Красильников посмотрелна меня с недоумением.
— Нет, это невозможно.
Ответ был безапелляционным. Спорить с Красильниковым в его доме было бесполезно.
Однако пока мы ехали, Красильников стал более внимательно присматриваться к ритму автомобильного движения. Через пару минут он сказал:
— Может быть, Милтон.
Потом, посмотрев на шедшие рядом с нами бежевые «жигули», добавил:
— Да, это возможно.
С минуту он выглядел озадаченным, но потом овладел собой и больше уже никак не комментировал странную ситуацию, когда бригады наружного наблюдения КГБ вели слежку за гостем генерала КГБ в его собственном автомобиле.
В начале августа мы провели несколько дней в Москве, пытаясь нащупать области, где ЦРУ и КГБ могли бы сотрудничать. Вполне перспективными представлялись борьба с наркоторговлей и распространением оружия массового поражения. Выращивание мака в Афганистане и республиках советской Средней Азии означало, что этот регион был одним из ведущих поставщиков героина, и проблема наркомании в советских городах обострялась. Одновременно распад советской империи в Восточной Европе создавал новые проблемы для Вашингтона, усиливал тревогу относительно безопасности ядерного, химического и биологического оружия. Мы затрагивали эти темы в беседах с нашими партнерами из КГБ в общем виде, констатировали их актуальность, но никогда не связывали это с крушением старого порядка.
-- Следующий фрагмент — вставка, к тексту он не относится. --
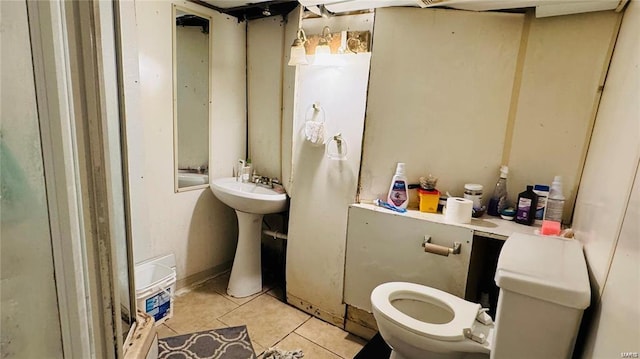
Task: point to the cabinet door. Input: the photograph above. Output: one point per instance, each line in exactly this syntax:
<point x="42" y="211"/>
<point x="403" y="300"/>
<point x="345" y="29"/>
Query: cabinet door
<point x="384" y="247"/>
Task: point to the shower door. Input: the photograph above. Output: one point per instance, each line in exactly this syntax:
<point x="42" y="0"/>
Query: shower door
<point x="64" y="253"/>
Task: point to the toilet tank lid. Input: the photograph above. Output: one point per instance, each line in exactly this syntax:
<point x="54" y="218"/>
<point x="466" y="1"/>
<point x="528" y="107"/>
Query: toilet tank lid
<point x="547" y="268"/>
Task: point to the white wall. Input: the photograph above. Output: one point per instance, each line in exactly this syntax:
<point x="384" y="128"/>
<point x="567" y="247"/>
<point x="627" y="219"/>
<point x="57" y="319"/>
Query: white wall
<point x="441" y="83"/>
<point x="265" y="49"/>
<point x="456" y="94"/>
<point x="608" y="203"/>
<point x="323" y="188"/>
<point x="615" y="327"/>
<point x="28" y="303"/>
<point x="199" y="229"/>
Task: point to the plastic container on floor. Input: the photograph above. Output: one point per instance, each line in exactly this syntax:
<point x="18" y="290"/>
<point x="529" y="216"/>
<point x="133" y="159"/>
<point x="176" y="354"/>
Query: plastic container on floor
<point x="155" y="288"/>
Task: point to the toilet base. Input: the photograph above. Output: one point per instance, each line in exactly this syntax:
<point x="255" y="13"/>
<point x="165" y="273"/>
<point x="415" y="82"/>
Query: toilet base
<point x="432" y="355"/>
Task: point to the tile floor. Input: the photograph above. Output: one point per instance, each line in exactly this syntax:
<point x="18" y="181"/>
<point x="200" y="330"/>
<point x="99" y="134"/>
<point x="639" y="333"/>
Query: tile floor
<point x="270" y="321"/>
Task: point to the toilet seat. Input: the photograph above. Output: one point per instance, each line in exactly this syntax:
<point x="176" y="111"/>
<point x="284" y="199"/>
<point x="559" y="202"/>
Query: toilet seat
<point x="464" y="312"/>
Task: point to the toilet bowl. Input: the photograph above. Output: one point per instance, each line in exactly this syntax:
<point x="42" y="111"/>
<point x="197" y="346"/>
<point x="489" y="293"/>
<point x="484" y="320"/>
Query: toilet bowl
<point x="544" y="290"/>
<point x="422" y="322"/>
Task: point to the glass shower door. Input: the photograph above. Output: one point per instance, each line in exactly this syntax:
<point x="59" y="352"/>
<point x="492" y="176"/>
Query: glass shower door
<point x="29" y="315"/>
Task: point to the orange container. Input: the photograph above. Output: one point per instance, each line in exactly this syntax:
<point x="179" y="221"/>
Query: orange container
<point x="429" y="200"/>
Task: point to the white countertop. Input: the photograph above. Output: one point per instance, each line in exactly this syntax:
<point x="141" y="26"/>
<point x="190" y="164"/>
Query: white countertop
<point x="485" y="226"/>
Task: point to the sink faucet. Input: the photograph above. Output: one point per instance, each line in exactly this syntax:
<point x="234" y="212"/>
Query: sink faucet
<point x="265" y="181"/>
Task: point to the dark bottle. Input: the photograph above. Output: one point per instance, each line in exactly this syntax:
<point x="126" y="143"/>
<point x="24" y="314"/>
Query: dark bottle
<point x="527" y="206"/>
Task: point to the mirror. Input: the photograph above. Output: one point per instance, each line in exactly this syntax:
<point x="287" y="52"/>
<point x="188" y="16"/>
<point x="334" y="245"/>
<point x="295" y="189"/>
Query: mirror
<point x="191" y="98"/>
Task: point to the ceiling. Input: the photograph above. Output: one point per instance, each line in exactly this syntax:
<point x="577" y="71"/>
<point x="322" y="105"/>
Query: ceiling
<point x="250" y="10"/>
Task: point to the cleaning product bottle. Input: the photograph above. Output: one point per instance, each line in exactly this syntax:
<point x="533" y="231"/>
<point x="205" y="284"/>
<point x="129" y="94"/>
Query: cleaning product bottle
<point x="498" y="200"/>
<point x="555" y="206"/>
<point x="543" y="192"/>
<point x="399" y="189"/>
<point x="526" y="207"/>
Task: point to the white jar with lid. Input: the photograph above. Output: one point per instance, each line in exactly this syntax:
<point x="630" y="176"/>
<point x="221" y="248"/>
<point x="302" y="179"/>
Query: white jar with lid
<point x="473" y="191"/>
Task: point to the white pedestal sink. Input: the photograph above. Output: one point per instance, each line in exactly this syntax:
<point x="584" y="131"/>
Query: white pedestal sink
<point x="251" y="202"/>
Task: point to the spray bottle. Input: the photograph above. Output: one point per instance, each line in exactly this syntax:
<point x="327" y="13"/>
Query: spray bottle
<point x="551" y="224"/>
<point x="498" y="201"/>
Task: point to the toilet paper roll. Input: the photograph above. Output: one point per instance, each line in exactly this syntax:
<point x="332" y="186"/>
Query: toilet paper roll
<point x="458" y="210"/>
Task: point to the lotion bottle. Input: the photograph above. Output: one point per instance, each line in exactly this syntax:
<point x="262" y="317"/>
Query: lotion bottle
<point x="399" y="190"/>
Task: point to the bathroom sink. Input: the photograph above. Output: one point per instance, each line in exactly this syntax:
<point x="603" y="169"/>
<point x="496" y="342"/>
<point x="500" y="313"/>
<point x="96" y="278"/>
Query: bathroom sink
<point x="186" y="179"/>
<point x="251" y="202"/>
<point x="248" y="197"/>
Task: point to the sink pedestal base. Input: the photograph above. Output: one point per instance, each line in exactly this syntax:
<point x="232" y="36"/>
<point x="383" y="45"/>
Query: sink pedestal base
<point x="246" y="272"/>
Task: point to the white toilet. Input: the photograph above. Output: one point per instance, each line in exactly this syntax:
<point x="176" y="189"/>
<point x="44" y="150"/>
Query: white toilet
<point x="544" y="289"/>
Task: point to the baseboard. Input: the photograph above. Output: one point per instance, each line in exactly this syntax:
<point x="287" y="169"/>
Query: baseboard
<point x="185" y="284"/>
<point x="360" y="322"/>
<point x="317" y="312"/>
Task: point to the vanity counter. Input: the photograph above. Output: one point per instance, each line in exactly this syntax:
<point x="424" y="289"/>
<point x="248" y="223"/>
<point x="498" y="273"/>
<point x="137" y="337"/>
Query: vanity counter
<point x="485" y="226"/>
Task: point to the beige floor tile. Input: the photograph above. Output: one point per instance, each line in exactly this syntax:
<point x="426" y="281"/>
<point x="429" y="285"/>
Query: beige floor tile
<point x="310" y="349"/>
<point x="219" y="285"/>
<point x="278" y="293"/>
<point x="164" y="331"/>
<point x="267" y="319"/>
<point x="257" y="348"/>
<point x="198" y="310"/>
<point x="330" y="337"/>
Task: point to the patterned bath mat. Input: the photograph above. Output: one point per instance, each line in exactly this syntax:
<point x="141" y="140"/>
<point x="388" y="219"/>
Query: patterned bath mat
<point x="225" y="343"/>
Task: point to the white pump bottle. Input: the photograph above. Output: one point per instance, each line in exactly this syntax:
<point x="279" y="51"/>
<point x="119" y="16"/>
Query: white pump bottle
<point x="399" y="190"/>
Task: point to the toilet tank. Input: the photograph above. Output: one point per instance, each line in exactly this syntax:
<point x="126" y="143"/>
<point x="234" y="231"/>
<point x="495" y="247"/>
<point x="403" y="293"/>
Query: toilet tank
<point x="544" y="289"/>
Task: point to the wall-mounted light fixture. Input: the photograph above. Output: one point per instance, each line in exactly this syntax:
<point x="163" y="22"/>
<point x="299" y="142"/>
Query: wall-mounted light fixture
<point x="298" y="54"/>
<point x="323" y="51"/>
Мы встречались на конспиративной квартире КГБ в жилом районе Москвы недалеко от штаб-квартиры Коммунистической партии. Когда-то этот дом использовался жестоким и извращенным приспешником Сталина Лаврентием Берией, который среди прочего возглавлял его разведку. Встречи проходили на втором этаже особняка, и во время перерывов я мог осмотреть дом. Там мне попалась очень большая отделанная плиткой ванная комната со старинными кранами и, что совершенно необъяснимо, с гинекологическим креслом, снабженным стременами. Мне оставалось только догадываться, как в этой комнате мог развлекаться Берия.